Au départ du foyer nordique de Bois Barbu/caisse des forfaits de ski de fond

Très vite, le chemin s’enfonce dans la forêt. Il y a peu de randonneurs ce matin-là et je me retrouve très vite seule sur mon itinéraire. Autour de moi, les arbres majestueux sont recouverts de neige. L’ambiance est féérique. Le silence est seulement troublé de temps à autre par le bruit de la neige qui dégringole des branches secouées par un petit coup de vent.

Dans la forêt
… au milieu des arbres couverts de neige.

Au gré des clairières que je traverse, j’aperçois le ciel bleu au dessus des cimes des arbres. Le temps ne compte plus. Je profite de la beauté des paysages qui m’entourent et du calme absolu. Avec le bruit de mes raquettes dans la neige, je me fais presque l’effet d’être une intruse dans cet environnement si paisible. Le chemin monte puis redescend à plusieurs reprises, et finit par déboucher le long d’une piste de ski de fond (sur ce qui est en été, la route permettant de rejoindre Herbouilly depuis Bois Barbu). Je la longe sur quelques dizaines de mètres en prenant soin de bien garder ma droite pour ne pas gêner les skieurs sur cette piste à double sens. Puis de nouveau, le chemin s’enfonce dans les bois.

Apercevoir le bleu du ciel au passage des clairières
Avez-vous repéré la balise ?

Le sentier s’enfonce le long d’une piste forestière tandis que le soleil parvient à se frayer un passage à travers les branches. Soudain, un bruit me fait me retourner. Le vent a balayé la neige des branches qui tombe dans le rayon du soleil en une vision fantasmagorique. J’ai perdu la notion du temps et de la distance dans ce paysage immaculé, aussi je regarde ma montre. Je dispose d’encore un peu de temps avant de devoir rebrousser chemin. Je décide donc de continuer à avancer. Le chemin me ramène le long de la piste de ski. Je dépasse un des stations du chemin de croix qui va de Villard-de-Lans à Valchevrière en mémoire des résistants du hameau.

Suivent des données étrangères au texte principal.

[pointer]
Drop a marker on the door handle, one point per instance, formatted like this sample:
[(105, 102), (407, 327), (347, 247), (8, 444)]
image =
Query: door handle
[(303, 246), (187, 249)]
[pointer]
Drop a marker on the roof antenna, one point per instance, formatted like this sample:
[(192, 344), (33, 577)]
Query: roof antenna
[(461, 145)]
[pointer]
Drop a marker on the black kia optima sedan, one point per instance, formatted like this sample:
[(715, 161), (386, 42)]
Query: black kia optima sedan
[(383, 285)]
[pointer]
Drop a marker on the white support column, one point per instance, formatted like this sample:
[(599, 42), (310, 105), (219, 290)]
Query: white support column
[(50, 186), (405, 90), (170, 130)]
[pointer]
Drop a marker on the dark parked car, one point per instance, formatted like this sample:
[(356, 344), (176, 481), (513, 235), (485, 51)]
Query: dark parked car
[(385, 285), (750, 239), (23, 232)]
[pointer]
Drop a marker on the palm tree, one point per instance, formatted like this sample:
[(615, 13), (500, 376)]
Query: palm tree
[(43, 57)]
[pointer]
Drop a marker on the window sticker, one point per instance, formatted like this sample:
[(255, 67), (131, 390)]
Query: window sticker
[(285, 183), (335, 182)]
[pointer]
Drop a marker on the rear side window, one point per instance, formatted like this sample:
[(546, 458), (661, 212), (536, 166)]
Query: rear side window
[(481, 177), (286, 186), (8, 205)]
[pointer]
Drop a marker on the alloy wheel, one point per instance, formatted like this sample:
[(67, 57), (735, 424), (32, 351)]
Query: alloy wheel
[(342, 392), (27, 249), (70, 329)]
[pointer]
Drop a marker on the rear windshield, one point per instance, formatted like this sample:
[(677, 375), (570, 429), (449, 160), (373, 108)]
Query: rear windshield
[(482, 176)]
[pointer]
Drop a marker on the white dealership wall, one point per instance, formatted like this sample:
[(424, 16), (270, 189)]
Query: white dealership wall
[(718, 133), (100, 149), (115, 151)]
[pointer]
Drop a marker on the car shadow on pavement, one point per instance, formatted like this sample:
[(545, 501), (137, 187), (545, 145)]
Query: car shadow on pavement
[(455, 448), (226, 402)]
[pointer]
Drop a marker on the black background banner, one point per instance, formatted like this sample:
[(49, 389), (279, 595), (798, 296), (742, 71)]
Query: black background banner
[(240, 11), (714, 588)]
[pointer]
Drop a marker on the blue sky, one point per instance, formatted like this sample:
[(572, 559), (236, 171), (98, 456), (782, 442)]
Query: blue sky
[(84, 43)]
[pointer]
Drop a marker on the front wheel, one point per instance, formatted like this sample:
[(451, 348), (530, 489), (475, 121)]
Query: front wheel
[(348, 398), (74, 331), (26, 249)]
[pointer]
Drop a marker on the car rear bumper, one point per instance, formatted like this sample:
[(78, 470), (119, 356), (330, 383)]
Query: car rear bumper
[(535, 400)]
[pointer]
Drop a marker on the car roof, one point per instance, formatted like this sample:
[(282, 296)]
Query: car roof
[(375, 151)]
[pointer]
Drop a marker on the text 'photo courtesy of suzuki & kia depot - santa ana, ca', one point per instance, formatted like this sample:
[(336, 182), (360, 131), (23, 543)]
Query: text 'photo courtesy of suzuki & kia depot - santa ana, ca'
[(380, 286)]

Quand la neige tombe des branches dans un rayon de soleil….
La station n°11 du chemin de croix menant de Villard-de-Lans à Valchevrière

Je ne vais pas aller jusqu’au hameau de Valchevrière car il me reste selon mon estimation encore au moins 800 mètres pour y arriver. J’hésite cependant à pousser jusqu’au belvédère mais je commence à fatiguer (et ma cheville qui se remet tout juste d’une entorse montre elle aussi des signes de fatigue). Aussi, après une petite pause, il est temps pour moi de prendre le chemin du retour à Bois Barbu. Pour cela, il me suffit de revenir sur mes pas. Après avoir quitté le bord de la piste de ski, je ne me méfie cependant pas assez et glisse dans une descente. La poudreuse amortit fort heureusement la chute, mais il me faut un petit moment pour réussir à me dépêtrer de mes raquettes et me relever. Je reste donc prudente dans les descentes qui suivent, mais bien vite je suis de nouveau sur un terrain plus plat et je peux reprendre un bon rythme.

C’est dans la descente à gauche que j’ai glissé…
Un dernier effort de montée et c’est l’arrivée !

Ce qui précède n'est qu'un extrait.